Everybody starts out learning one tiny skill at a time.  If you know a lot of skills (maybe because you have lots of prior experience, maybe because you have thought about these skills a lot and have recognized the general principles), you can start chunking these skills and learning whole schema and higher-level skills.  But you can’t do that until you know lots of skills.  Students who want to learn one tiny skill at a time may actually need to still learn one tiny skill at a time. People abstract (e.g., able to derive a solution rather than memorize it) when they know enough content that it’s useful and possible for them to abstract over it.  I completely agree that students have to try to abstract.  They have to learn a lot of stuff, and then they have to be in a situation where it’s useful for them to abstract.

“Growth mindset” is a necessity for any of this to work.  Students have to believe that content is worth knowing and that they can learn it.  If students believe that content is useless, or that they just “don’t do math” or “am not a computer person” (both of which I’ve heard in just the last week), they are unlikely to learn content, they are unlikely to see patterns in it, and they are unlikely to abstract over it.

Kevin is probably right that we don’t teach problem solving in engineering or computing well.  I blogged on this theme for CACM last month — laboratory experiments work better for a wider range students than classroom studies.  Maybe we teach better in labs than in classrooms?  The worked examples effect suggests that we may be asking students to problem solve too much.  We should show students more completely worked out problems.  As Sweller said at SIGCSE, we can’t expect students to solve novel problems.  We have to expect students to match new problems to solutions that they have already seen.  We do want students to solve problems, too, and not just review example solutions. Trafton and Reiser showed that these should be interleaved: Example, Problem, Example, Problem… (see this page for a summary of some of the worked examples research, including Trafton & Reiser).
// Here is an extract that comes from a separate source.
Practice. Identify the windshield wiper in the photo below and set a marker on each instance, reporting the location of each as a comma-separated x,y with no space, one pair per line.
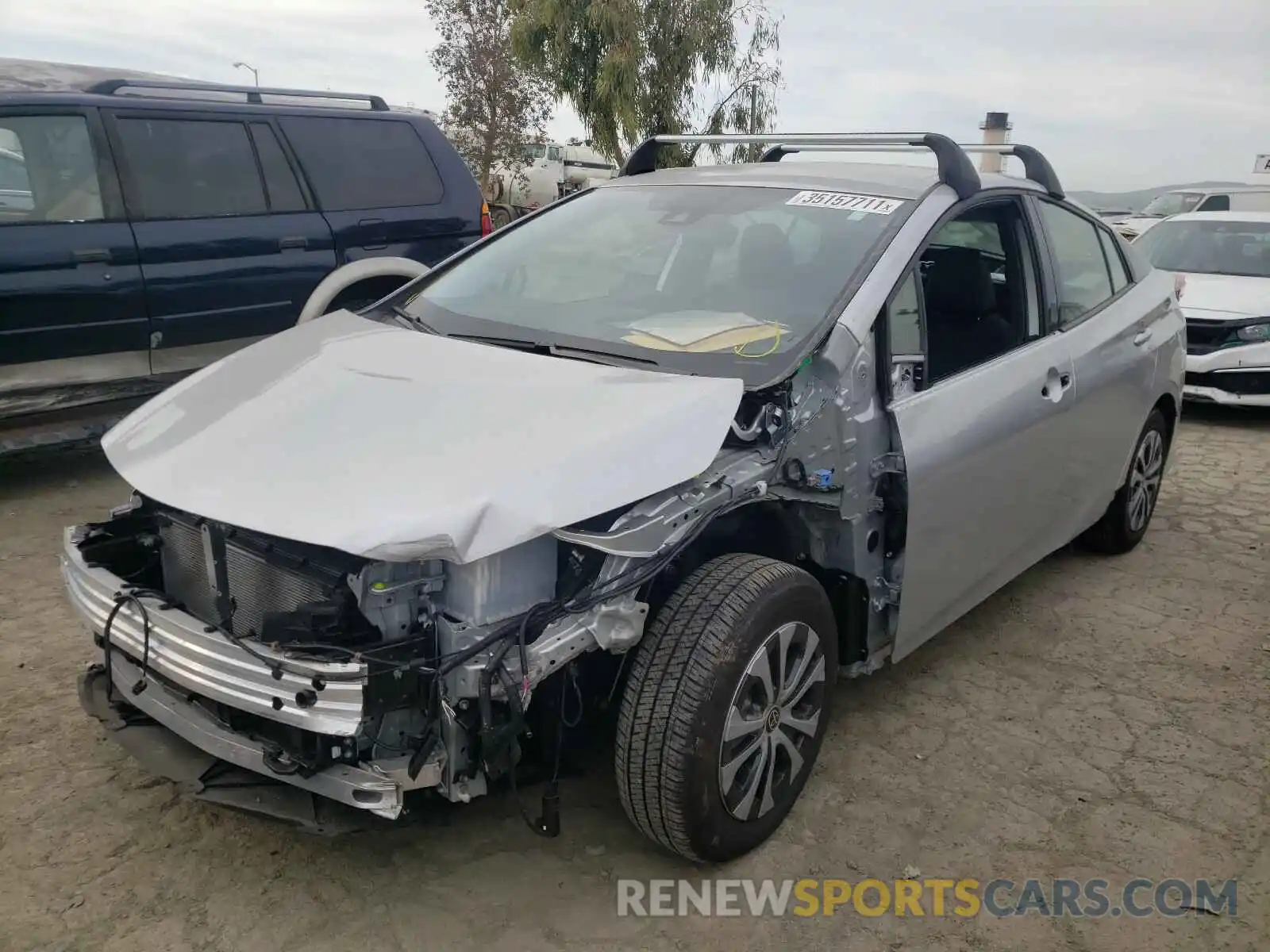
565,351
514,343
417,323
When I used to do Engineering Education research, one of my largest projects was a complete flop.  We had all this prior work showing the benefits of a particular collaborative learning technology and technique, then we took it into the engineering classroom and…poof! Nothing happened.  In response, we started a project to figure out why it failed so badly.  One of our findings was that “learned helplessness” was rampant in our classes, which is a symptom of a fixed mindset.  “I know that I’m wrong, and there’s nothing that I can do about it.  Collaboration just puts my errors on display for everyone,” was the kind of response we’ve got. (See here for one of our papers on this work.)

I believe that all the things Kevin sees going wrong in his classes really are happening.  I believe he’s not seeing transfer that he might reasonably expect to see.  I believe that he doesn’t see students trying to abstract across lower-level skills.  But I suspect that the problem is the lack of a growth mindset.  In our work, we saw Engineering students simply give up.  They felt like they couldn’t learn, they couldn’t keep up, so they just memorized.  I don’t know that that’s the cause of the problems that Kevin is seeing.  In my work, I’ve often found that motivation and incentive are key to engagement and learning.